Pesquisas mostram amplo apoio público para aumentar as admissões nas faculdades de medicina, cuja cota foi aumentada pela última vez em 2006. O governo aponta para estatísticas que mostram que a Coreia do Sul tem um dos menores números de médicos per capita no mundo desenvolvido. E diz que aumentar o número de médicos é crucial em um país com uma sociedade rapidamente envelhecida.
Enfrentando ameaças legais, centenas de médicos em formação voltaram ao trabalho, mas a maioria deles continua protestando.
As ordens foram emitidas para “evitar perigos graves decorrentes das ações coletivas de médicos em formação”, disse Cho Kyoo-hong, o ministro da saúde, em uma resposta por escrito a perguntas.
Segundo a legislação sul-coreana, o governo pode forçar alguns médicos a voltarem ao trabalho para evitar uma interrupção no atendimento. Os infratores podem enfrentar uma multa de até 30 milhões de wons (US$ 22.000) ou uma pena de prisão de até três anos.
Por enquanto, os pacientes foram encaminhados para hospitais e clínicas menores. Grandes hospitais tiveram até metade de suas operações adiadas, e enfermeiras foram autorizadas a assumir algumas das funções dos médicos. O governo abriu hospitais militares e aumentou os horários de funcionamento das clínicas públicas, e apesar dos transtornos, o sistema de saúde não entrou em colapso.

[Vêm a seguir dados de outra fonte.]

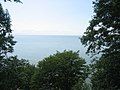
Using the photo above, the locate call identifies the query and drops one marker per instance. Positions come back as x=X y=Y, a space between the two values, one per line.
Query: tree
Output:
x=103 y=34
x=6 y=38
x=12 y=73
x=105 y=73
x=60 y=71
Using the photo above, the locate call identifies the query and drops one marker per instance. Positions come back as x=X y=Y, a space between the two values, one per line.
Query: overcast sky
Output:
x=50 y=17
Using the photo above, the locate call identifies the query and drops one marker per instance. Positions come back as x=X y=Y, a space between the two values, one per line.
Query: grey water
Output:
x=36 y=47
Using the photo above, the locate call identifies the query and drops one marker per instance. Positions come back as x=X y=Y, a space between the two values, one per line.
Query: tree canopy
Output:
x=103 y=36
x=103 y=33
x=6 y=38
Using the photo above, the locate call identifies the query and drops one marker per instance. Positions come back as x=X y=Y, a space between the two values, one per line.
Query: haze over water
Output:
x=36 y=47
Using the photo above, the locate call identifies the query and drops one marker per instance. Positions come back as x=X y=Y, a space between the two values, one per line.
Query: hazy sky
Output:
x=50 y=17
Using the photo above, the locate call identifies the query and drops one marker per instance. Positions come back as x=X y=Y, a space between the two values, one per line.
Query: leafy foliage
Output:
x=60 y=71
x=105 y=73
x=103 y=34
x=6 y=38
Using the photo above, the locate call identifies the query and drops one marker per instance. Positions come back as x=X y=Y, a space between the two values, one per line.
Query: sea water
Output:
x=36 y=47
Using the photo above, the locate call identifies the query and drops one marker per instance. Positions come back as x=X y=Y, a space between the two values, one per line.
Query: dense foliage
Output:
x=6 y=38
x=15 y=74
x=60 y=71
x=103 y=36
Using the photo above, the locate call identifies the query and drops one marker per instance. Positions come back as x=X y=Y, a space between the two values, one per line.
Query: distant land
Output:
x=36 y=47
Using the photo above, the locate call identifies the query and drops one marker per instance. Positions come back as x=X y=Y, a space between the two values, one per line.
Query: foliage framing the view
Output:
x=6 y=38
x=60 y=71
x=103 y=34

Médicos em formação são uma peça crucial no sistema de saúde da Coreia do Sul. Nos grandes hospitais, muitas vezes compõem um terço do pessoal e geralmente são os primeiros a assistirem os pacientes.
Park Dan, 33 anos, disse que queria ser médico de pronto-socorro para salvar vidas. Como residente no Hospital Severance em Seul, um dos maiores hospitais da Coreia do Sul, ele disse que trabalhava 100 horas por semana, frequentemente atendia 20 pacientes a cada 60 minutos e tinha que segurar ir ao banheiro por horas a fio.

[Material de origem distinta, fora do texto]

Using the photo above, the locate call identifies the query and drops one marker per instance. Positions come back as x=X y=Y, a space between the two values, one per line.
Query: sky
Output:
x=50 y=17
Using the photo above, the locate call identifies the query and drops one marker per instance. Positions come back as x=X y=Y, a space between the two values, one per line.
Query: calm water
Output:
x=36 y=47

“Pensei que minha própria vida poderia ser encurtada em meu esforço para salvar os outros”, disse o Sr. Park, que também é o chefe da Associação de Internos Residentes da Coreia.

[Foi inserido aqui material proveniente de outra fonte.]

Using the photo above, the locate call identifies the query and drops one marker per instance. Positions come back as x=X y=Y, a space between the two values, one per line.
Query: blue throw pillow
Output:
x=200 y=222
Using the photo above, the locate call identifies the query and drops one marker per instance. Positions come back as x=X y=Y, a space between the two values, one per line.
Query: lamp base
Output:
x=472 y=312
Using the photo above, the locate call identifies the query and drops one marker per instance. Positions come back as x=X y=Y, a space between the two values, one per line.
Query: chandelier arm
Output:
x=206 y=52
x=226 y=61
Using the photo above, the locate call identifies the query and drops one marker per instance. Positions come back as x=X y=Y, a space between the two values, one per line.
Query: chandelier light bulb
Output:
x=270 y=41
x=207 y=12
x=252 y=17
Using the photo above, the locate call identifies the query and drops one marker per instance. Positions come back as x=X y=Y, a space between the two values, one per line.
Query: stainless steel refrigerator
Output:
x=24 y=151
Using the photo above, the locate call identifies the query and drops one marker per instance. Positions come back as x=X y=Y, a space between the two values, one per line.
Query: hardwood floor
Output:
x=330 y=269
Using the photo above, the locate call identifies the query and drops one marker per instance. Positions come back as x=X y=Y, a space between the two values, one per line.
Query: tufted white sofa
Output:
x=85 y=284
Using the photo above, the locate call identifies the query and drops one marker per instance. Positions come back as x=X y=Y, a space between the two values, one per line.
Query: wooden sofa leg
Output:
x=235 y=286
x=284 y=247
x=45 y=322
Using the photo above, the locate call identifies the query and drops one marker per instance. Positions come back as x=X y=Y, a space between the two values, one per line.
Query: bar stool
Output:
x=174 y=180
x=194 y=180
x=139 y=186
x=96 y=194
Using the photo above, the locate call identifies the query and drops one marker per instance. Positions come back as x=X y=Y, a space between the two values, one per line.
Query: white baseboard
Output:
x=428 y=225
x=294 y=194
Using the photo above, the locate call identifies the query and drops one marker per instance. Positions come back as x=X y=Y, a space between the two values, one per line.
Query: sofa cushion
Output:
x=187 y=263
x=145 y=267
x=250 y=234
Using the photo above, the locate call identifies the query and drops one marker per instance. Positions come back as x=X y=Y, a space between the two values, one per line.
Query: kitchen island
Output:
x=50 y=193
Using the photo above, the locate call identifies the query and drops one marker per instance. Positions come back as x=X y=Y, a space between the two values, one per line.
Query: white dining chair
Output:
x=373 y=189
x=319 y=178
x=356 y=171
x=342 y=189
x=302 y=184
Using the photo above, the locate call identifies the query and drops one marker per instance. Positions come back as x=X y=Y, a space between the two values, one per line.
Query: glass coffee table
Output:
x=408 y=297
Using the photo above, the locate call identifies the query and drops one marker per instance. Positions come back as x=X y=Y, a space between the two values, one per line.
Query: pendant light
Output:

A Coreia do Sul possui um sistema de saúde universal que oferece assistência a todos os cidadãos. Mas médicos argumentam que o governo investiu pouco em serviços essenciais, tornando especializações como atendimento de emergência e pediatria menos atrativas financeiramente para os médicos. O governo disse que gastaria cerca de 10 trilhões de wons, ou US$ 7,5 bilhões, em serviços de saúde essenciais ao longo dos próximos cinco anos.
Médicos no início da carreira na Coreia do Sul geralmente trabalham mais horas e ganham menos do que seus colegas nos Estados Unidos. Estagiários e residentes ganham cerca de US$ 3.000 por mês, o que é inferior ao salário mínimo, considerando suas longas semanas de trabalho, de acordo com Lee Jaehee, um advogado que representa alguns dos médicos que pararam de trabalhar. Seus turnos são limitados a 36 horas, e sua semana de trabalho pode se estender para 88 horas.
Para médicos em formação, a situação é “semelhante à Revolução Industrial, quando meninos e meninas eram forçados a trabalhar em fábricas”, disse o Dr. Lim Hyun Taek, presidente da Associação Pediátrica Coreana.
Essa não é a primeira vez que médicos protestam contra um plano do governo para aumentar a cota de admissões nas faculdades de medicina. Em 2020, uma greve de um mês por médicos forçou as autoridades a suspender um plano semelhante. Mas desta vez, o governo até agora se manteve firme em sua posição e crítica, argumentando que a paralisação comprometeu a saúde e segurança do público.
Os médicos rejeitam essa noção.
“Choramos com os pacientes e seguramos suas mãos ao longo do caminho para a recuperação”, disse o Dr. Lee. “Não somos criminosos.”